Get started with Hadoop in HDInsight
HDInsight makes Apache Hadoop, a MapReduce software framework, available in a simpler, more scalable, and more cost-efficient Azure environment. HDInsight also provides a cost-efficient approach to the managing and storing of data using Azure Blob storage.
In conjunction with the general availability of Azure HDInsight, Microsoft also provides HDInsight Emulator for Azure, formerly known as Microsoft HDInsight Developer Preview. The Emulator targets developer scenarios and only supports single-node deployments. For using HDInsight Emulator, see Get Started with the HDInsight Emulator.
What does this tutorial achieve?
Assume you have a large unstructured data set and you want to run queries on it to extract some meaningful information. That's exactly what we are going to do in this tutorial. Here's how we achieve this:
You can also watch a demo video of this tutorial:
Before you begin this tutorial, you must have the following:
- An Azure subscription. For more information about obtaining a subscription, see Purchase Options, Member Offers, or Free Trial.
- A computer with Office 2013 Professional Plus, Office 365 Pro Plus, Excel 2013 Standalone, or Office 2010 Professional Plus.

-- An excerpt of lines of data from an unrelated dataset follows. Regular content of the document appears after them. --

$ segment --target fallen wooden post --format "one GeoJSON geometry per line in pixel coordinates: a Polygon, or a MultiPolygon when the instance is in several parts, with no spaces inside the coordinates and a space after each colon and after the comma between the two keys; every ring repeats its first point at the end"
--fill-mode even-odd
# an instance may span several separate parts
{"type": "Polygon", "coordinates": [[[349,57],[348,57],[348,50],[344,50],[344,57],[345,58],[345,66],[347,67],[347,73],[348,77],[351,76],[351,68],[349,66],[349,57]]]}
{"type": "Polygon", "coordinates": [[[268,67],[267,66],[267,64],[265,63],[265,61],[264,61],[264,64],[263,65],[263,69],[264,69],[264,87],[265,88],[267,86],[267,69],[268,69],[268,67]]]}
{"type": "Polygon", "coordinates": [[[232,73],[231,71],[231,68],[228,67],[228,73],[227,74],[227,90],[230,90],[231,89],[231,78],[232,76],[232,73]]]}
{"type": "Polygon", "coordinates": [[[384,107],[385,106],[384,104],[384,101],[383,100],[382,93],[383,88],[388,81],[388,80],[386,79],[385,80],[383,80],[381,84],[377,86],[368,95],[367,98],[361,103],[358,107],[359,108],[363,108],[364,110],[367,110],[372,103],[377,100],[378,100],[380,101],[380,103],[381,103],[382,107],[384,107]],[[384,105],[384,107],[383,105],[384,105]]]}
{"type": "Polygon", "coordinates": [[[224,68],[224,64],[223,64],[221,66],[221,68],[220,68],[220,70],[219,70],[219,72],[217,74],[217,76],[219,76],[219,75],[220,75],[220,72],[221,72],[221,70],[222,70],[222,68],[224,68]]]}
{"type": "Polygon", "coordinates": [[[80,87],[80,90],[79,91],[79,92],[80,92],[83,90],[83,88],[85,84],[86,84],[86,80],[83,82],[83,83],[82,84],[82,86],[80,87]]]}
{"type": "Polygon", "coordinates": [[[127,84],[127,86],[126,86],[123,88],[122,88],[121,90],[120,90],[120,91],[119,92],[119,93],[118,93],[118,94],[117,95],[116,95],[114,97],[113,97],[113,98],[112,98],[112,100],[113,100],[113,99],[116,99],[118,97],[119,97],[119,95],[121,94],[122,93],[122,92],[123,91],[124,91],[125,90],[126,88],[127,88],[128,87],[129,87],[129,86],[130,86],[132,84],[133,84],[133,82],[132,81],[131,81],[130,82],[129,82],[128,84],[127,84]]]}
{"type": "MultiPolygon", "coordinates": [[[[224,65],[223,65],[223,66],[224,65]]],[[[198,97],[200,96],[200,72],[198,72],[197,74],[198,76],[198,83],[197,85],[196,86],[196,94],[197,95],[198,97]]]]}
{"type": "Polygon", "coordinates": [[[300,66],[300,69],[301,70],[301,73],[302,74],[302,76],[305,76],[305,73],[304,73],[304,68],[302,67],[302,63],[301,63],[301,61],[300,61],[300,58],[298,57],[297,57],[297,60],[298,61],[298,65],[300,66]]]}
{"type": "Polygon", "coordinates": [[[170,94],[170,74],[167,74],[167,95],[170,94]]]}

Estimated time to complete: 30 minutes
In this tutorial
Create an Azure Storage account
HDInsight uses Azure Blob Storage for storing data. It is called WASB or Azure Storage - Blob. WASB is Microsoft's implementation of HDFS on Azure Blob storage. For more information see Use Azure Blob storage with HDInsight.
When you provision an HDInsight cluster, you specify an Azure Storage account. A specific Blob storage container from that account is designated as the default file system, just like in HDFS. The HDInsight cluster is by default provisioned in the same data center as the storage account you specify.
In addition to this storage account, you can add additional storage accounts when you custom-configure an HDInsight cluster. This additional storage account can either be from the same Azure subscription or different Azure subscriptions. For instructions, see Provision HDInsight clusters using custom options.
To simplify this tutorial, only the default blob container and the default storage account are used. In practice, the data files are usually stored in a designated storage account.
To create an Azure Storage account
- Sign in to the Azure Management Portal.
Click NEW on the lower left corner, point to DATA SERVICES, point to STORAGE, and then click QUICK CREATE.
Enter URL, LOCATION and REPLICATION, and then click CREATE STORAGE ACCOUNT. Affinity groups are not supported. You will see the new storage account in the storage list.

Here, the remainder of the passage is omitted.